Seeing the headline of George F. Will’s March 9 op-ed, “Woke word-policing is now beyond satire,” I thought perhaps, at last, Mr. Will has written something I might agree with. Alas, no. Let us take a step back and consider that context is everything.
Mr. Will should use his immense privilege to call out the would-be autocrats who have the capacity to inflict serious harm on us all.
Karen Yudelson Sandler, Washington
George F. Will was not wrong to call attention in his March 9 op-ed to excesses in attempts to police language deemed harmful on college campuses, but he ignored the far more systematic and dangerous efforts of conservative activists and legislators to control what is said in public schools at all levels. Last year alone, 36 states introduced 137 bills designed to restrict discussion of “divisive concepts” related to “race, gender, American history and LGBTQ+ identities.”

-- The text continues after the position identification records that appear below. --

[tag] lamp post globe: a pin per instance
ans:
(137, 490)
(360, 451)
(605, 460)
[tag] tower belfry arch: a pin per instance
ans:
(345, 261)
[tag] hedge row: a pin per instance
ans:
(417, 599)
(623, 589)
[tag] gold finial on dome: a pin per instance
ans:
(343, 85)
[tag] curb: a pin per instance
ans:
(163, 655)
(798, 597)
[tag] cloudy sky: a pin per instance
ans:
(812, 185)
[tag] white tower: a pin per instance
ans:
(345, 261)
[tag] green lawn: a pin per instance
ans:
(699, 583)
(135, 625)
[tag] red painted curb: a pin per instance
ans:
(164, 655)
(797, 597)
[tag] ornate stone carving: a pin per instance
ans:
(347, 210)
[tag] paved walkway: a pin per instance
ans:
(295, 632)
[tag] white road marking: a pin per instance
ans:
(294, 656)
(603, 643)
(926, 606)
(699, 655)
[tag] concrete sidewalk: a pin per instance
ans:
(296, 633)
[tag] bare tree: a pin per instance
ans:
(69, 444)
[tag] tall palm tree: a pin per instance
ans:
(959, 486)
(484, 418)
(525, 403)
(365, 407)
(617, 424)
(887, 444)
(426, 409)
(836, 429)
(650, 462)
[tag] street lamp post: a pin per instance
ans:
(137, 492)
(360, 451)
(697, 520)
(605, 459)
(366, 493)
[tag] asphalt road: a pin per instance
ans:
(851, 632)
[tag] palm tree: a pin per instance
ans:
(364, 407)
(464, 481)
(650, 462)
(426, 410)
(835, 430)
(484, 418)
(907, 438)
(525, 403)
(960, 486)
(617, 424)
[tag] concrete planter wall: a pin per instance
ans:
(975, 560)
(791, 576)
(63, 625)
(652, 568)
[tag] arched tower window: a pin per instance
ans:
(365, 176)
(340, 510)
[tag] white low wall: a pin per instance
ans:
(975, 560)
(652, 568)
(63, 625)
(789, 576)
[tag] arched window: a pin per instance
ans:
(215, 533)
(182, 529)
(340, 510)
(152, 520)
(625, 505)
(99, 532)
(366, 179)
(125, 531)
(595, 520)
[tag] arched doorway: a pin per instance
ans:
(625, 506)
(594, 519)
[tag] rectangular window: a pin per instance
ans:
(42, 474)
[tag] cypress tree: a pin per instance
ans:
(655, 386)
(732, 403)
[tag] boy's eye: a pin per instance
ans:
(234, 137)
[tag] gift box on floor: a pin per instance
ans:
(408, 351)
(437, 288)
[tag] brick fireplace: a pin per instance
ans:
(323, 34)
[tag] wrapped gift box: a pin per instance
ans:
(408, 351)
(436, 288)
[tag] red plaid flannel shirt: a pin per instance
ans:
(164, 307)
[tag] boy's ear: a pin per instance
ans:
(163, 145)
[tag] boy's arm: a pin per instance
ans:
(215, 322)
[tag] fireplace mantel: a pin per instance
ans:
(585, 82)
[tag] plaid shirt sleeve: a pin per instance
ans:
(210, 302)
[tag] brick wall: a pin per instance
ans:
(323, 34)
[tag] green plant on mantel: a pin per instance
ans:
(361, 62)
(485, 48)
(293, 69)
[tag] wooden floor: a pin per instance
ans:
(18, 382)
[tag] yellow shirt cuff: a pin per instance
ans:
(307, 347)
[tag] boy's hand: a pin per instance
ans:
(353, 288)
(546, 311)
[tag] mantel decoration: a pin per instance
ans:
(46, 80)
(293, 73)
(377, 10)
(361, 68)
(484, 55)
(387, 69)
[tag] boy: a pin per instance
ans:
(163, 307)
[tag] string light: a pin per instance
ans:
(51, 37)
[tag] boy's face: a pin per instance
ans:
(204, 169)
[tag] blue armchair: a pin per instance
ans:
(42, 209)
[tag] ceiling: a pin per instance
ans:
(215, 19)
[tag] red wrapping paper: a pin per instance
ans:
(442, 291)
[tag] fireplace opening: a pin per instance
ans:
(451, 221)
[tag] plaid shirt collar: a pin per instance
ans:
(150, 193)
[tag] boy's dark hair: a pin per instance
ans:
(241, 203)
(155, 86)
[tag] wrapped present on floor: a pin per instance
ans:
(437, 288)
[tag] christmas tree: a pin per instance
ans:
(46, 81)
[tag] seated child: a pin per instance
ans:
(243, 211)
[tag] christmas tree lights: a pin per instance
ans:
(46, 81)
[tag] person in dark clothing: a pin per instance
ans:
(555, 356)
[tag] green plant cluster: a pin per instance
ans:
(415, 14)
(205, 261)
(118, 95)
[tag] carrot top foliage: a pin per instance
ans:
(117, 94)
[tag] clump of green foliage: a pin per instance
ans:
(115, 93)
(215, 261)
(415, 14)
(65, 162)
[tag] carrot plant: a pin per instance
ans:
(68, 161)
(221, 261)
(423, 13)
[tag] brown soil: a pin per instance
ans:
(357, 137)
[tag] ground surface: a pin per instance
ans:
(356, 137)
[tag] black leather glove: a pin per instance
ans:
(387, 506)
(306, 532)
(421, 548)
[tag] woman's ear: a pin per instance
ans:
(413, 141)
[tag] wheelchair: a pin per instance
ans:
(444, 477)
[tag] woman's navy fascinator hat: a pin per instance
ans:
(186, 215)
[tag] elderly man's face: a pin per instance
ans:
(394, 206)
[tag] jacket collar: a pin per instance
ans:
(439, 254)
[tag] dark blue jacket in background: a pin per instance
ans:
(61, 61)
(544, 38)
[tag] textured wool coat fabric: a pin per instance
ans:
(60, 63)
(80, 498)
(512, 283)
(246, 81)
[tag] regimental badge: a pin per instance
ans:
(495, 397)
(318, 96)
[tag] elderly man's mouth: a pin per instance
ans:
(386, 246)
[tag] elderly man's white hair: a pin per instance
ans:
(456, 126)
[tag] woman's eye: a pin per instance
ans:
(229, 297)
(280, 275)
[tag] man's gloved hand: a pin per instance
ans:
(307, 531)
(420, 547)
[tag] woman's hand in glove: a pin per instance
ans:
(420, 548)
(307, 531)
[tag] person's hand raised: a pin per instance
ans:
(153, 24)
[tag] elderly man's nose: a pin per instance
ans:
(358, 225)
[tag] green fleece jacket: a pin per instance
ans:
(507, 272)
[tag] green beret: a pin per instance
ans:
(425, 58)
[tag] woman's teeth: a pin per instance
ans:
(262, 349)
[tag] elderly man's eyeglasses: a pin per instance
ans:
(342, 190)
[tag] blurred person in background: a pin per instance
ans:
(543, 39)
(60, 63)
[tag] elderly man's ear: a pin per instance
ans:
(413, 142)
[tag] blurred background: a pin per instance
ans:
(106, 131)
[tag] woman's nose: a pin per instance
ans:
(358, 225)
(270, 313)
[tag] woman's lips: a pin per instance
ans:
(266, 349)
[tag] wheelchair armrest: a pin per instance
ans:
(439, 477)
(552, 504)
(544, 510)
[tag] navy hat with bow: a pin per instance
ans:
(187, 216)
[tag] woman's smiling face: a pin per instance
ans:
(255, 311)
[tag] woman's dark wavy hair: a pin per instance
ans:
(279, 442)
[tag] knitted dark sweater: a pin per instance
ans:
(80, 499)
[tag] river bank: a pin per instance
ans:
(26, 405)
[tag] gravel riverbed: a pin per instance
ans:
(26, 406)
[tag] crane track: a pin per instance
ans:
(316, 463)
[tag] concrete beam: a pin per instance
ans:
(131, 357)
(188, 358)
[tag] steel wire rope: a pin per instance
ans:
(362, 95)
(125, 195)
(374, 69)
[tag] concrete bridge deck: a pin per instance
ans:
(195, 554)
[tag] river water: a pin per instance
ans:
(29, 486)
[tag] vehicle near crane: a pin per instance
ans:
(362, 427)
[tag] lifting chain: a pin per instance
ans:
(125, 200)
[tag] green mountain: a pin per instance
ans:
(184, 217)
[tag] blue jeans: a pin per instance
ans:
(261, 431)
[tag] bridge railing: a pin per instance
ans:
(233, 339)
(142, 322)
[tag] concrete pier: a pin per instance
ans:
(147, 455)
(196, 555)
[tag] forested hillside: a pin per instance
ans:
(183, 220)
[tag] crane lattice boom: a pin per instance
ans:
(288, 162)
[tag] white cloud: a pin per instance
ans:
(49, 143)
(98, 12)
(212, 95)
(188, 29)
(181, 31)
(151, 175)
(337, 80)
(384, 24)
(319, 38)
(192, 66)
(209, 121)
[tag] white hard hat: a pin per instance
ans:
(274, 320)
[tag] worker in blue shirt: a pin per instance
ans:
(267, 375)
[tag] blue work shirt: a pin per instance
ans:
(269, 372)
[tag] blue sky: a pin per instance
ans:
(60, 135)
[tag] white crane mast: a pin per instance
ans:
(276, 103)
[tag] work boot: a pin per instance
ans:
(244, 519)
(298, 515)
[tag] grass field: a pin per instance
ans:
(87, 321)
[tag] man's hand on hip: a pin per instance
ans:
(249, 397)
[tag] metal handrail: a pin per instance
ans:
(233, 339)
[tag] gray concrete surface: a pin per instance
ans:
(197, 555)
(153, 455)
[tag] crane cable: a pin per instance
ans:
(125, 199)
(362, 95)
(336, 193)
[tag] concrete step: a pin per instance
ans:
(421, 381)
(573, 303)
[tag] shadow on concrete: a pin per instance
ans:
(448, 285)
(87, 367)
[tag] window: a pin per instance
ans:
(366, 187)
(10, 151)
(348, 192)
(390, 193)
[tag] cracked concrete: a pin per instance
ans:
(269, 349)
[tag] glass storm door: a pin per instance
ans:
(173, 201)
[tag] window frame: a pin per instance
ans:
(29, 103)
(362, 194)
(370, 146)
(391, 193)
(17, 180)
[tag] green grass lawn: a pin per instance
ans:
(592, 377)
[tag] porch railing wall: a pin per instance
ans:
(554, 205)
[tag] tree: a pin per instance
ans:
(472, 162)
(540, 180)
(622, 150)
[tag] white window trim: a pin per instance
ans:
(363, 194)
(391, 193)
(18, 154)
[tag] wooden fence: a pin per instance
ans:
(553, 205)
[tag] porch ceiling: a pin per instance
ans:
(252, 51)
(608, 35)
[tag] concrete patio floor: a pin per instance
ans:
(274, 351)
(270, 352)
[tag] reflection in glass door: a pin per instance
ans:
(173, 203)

In Florida, House Bill 999 would go even further in public colleges and universities by banning majors or minors in gender studies; defunding diversity, equity and inclusion programs; undermining tenure; and barring general education core courses from teaching “identity politics” or defining “American history as contrary to the creation of a new nation based on universal principles stated in the Declaration of Independence.”
Surely these efforts to dictate what is and is not said in public institutions of higher education, and to punish teachers who deviate from the prescribed orthodoxy, also deserved Mr. Will’s condemnation.
David Wippman, Clinton, N.Y.
The writer is president of Hamilton College.
Glenn C. Altschuler, Ithaca, N.Y.
The writer is professor of American studies at Cornell University.